Song Gil-yong virou um trágico símbolo nacional em busca de Song Hye-hee, que sumiu quando tinha apenas 17 anos

Internacional|John Yoon, do The New York Times

Song Gil-yong fez das buscas pela filha seu objetivo de vida Woohae Cho/The New York Times

Seul, Coreia do Sul – Os banners azuis e amarelos espalhados pela Coreia do Sul mostravam uma garota de 17 anos com olhos gentis e um corte de cabelo chanel, o sorriso congelado no tempo. As letras vermelhas ao lado do retrato gritavam a urgência que durante um quarto de século nunca diminuiu. “Ajudem-me a encontrar Song Hye-hee!”

Depois que ela desapareceu, em uma noite de inverno de 1999, seu pai, Song Gil-yong, fez das buscas seu objetivo de vida, viajando pelo país para distribuir as faixas e substituindo as já desbotadas pelo sol e pela chuva, enquanto o próprio rosto se tornava mais enrugado e queimado pela exposição.

Ele as estendia nas calçadas, enquanto os pedestres seguiam apressados para o trabalho. Mais ou menos do comprimento de um automóvel, à noite refletiam o brilho das luzes e dos luminosos. “Ele tinha a esperança de que ela estivesse em algum lugar. Tinha um único desejo: poder voltar a lhe segurar a mão um dia”, contou Na Joo-bong, de 67 anos, presidente de uma organização nacional que busca crianças desaparecidas na Coreia do Sul e um dos confidentes mais próximos de Song.

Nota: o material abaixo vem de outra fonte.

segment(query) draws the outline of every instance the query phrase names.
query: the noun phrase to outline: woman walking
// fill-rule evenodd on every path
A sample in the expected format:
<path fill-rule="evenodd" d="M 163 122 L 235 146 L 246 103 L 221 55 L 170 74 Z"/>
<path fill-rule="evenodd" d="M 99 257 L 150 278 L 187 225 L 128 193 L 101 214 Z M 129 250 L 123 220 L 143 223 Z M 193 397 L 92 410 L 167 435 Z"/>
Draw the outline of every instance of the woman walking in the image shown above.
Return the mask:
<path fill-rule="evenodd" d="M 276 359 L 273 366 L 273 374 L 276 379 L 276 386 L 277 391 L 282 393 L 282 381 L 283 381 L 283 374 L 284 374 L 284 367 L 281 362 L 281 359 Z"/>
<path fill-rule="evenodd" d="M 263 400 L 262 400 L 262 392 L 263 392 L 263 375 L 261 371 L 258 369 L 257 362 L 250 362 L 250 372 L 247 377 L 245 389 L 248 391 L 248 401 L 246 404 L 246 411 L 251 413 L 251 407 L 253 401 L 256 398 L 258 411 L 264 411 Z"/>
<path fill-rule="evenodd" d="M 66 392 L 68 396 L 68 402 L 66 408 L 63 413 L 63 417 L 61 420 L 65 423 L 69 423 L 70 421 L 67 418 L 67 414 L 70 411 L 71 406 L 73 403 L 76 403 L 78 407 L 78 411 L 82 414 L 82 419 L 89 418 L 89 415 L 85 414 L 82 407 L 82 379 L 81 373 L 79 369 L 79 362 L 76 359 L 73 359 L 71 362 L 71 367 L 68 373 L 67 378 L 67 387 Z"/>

As faixas o transformaram em símbolo da dedicação paterna no país, mas o custo pessoal disso foi altíssimo: sua mulher tirou a própria vida; a relação com a filha mais velha degringolou; as economias foram minguando a cada nova faixa que fazia e a cada quilômetro que percorria com sua picape branca pequenina. Em meados deste ano, esquálido e exausto em um leito de hospital, ainda imaginava se um dia voltaria a ver sua caçula.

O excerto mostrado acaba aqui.